No, it's the same for Strengthen, Weaken, and Explain/Resolve (paradox) questions.

All three of those are worded, "Which of the following, if true, most ....", so we're looking for whichever answer does the MOST to strengthen, weaken, or explain.

A really weak idea is not going to do a lot to strengthen, weaken, or explain (in the vast majority of cases).

But it can still do SOMETHING. If all our other answers are irrelevant or going the wrong direction, then an answer that barely strengthens (or weakens / or explains) could still be the correct answer.

If no other answers Strengthen, then an answer that kinda strengthens is still gonna be the answer that most strengthens.
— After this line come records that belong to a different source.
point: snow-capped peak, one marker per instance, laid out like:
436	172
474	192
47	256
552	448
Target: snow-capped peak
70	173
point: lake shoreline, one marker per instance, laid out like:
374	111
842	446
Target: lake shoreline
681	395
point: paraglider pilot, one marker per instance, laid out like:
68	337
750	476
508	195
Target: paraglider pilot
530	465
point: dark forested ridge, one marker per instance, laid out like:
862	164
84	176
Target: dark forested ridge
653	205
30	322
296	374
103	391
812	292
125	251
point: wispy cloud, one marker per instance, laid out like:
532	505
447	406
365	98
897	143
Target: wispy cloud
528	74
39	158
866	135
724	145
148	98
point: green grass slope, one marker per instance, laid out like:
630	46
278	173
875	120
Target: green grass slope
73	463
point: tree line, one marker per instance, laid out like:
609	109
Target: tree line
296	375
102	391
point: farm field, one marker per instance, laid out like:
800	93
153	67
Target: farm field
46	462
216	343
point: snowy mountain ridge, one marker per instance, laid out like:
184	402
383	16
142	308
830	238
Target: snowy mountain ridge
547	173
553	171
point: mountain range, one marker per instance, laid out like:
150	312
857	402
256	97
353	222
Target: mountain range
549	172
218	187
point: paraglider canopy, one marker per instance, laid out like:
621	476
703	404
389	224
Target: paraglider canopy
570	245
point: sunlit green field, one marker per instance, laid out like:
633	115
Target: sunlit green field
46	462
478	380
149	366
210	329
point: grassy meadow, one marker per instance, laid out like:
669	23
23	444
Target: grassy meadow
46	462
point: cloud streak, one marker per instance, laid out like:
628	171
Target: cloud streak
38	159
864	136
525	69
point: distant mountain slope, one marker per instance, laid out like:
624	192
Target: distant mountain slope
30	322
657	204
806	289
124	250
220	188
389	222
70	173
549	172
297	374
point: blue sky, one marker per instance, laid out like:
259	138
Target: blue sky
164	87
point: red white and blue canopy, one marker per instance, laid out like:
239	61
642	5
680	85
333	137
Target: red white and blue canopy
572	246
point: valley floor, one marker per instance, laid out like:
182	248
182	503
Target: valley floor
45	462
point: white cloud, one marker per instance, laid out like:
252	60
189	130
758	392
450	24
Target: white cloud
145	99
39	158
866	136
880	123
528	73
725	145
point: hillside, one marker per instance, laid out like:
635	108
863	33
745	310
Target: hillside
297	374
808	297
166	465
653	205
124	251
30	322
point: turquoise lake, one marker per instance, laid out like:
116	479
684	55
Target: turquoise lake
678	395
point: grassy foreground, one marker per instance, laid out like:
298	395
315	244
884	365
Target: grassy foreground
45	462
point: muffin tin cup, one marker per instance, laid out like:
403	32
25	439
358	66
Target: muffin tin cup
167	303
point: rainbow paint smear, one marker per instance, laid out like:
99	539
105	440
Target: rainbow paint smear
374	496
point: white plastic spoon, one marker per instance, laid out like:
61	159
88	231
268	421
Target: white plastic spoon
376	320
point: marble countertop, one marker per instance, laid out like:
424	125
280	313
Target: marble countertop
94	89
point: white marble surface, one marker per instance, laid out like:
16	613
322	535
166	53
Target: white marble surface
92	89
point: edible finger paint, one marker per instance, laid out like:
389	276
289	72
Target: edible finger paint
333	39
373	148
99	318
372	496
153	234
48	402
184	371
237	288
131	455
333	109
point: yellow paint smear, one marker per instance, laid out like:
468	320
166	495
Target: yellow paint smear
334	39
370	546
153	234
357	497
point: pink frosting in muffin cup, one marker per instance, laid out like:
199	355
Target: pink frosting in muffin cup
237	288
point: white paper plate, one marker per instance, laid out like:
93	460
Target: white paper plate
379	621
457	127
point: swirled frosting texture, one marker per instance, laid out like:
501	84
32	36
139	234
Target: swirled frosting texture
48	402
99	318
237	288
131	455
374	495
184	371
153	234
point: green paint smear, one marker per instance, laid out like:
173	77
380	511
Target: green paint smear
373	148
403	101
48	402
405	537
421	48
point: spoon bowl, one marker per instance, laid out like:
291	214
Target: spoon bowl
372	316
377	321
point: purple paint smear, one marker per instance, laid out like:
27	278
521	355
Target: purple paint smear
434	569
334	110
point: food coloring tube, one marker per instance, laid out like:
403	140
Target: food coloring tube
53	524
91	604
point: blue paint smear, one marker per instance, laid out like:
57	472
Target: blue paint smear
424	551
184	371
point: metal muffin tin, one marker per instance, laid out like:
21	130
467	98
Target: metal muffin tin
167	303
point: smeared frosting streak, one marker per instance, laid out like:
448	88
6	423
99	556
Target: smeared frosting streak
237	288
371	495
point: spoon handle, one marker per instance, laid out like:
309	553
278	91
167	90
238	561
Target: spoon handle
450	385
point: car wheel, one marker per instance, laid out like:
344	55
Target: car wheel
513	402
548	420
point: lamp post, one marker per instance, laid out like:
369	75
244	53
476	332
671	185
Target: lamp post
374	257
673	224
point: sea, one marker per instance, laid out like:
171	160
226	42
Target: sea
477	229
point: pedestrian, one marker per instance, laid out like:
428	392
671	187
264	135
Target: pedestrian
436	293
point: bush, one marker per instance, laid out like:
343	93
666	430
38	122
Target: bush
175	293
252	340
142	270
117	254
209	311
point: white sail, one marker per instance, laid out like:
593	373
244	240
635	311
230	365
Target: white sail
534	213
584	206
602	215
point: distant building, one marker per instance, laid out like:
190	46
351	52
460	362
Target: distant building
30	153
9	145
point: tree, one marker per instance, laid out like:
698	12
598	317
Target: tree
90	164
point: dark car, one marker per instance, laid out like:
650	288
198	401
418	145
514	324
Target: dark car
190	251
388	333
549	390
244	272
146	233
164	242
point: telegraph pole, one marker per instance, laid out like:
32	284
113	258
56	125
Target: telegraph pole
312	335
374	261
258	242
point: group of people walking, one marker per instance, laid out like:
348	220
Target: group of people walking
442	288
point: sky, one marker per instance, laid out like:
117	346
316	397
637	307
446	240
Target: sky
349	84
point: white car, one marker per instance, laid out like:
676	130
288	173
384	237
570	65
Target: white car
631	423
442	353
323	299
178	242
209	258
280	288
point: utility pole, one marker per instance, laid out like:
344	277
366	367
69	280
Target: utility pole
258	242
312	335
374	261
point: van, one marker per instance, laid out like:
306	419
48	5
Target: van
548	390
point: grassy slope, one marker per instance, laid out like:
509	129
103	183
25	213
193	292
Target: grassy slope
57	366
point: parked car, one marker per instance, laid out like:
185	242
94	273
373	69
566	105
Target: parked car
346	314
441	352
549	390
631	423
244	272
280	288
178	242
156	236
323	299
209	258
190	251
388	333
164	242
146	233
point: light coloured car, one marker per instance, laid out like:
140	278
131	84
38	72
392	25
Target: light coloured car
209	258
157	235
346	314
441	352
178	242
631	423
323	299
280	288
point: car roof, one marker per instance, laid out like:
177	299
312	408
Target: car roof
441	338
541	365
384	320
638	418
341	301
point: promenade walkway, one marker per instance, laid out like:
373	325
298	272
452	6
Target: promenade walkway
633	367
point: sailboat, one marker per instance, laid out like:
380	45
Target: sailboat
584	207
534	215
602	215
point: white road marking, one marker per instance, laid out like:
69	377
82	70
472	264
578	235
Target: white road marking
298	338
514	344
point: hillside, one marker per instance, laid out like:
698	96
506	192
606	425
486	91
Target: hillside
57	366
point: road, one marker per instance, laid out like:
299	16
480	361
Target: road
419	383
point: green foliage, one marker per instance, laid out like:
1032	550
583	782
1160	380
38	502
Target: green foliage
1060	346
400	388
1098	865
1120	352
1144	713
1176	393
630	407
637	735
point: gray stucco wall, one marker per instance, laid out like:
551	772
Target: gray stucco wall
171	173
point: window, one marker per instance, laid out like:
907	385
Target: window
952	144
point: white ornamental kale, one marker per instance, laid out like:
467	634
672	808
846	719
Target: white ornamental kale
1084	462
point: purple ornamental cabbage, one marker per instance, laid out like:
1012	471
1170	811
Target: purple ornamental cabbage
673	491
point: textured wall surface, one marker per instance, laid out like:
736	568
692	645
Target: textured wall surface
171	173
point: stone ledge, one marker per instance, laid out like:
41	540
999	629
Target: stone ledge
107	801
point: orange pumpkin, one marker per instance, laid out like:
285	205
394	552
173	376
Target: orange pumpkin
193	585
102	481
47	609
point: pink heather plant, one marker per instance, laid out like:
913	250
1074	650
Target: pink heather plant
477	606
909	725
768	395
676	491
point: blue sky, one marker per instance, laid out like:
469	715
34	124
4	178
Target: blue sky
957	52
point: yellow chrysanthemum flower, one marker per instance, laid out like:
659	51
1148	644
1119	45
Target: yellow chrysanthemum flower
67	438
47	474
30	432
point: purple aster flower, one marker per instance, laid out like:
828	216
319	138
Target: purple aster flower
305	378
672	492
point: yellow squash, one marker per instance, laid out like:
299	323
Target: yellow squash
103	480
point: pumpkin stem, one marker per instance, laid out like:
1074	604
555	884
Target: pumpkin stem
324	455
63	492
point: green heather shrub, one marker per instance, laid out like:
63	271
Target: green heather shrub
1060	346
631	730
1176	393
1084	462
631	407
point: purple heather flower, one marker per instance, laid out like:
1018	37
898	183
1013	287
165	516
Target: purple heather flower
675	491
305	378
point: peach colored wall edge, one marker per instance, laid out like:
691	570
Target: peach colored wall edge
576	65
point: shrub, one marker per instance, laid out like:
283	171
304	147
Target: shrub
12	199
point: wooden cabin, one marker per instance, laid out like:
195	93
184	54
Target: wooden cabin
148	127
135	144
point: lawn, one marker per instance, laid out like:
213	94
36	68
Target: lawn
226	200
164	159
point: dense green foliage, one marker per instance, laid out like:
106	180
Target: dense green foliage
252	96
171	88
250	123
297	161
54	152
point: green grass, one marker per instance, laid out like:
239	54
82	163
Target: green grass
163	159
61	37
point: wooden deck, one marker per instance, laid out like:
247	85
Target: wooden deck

So this whole "beware: weak answers" heuristic is something you use for Strengthen / Weaken / Explain (and you could also use it for Principle Support and Sufficient Assumption, but most of those answers are conditional so this heuristic doesn't swoop in to help us that much).

But it's just a heuristic: a rough rule of thumb. There are plenty of exceptions and it's no substitute for deeper thinking, if we have time and want to maximize our accuracy.

Some of my least favorite Str/Weak questions ever have correct answers that are using super weak wording. We don't tend to love those answers since they are so weak, but if you remind yourself that no other answer even HAS the desired effect, then the weakly worded answer can still be the winner.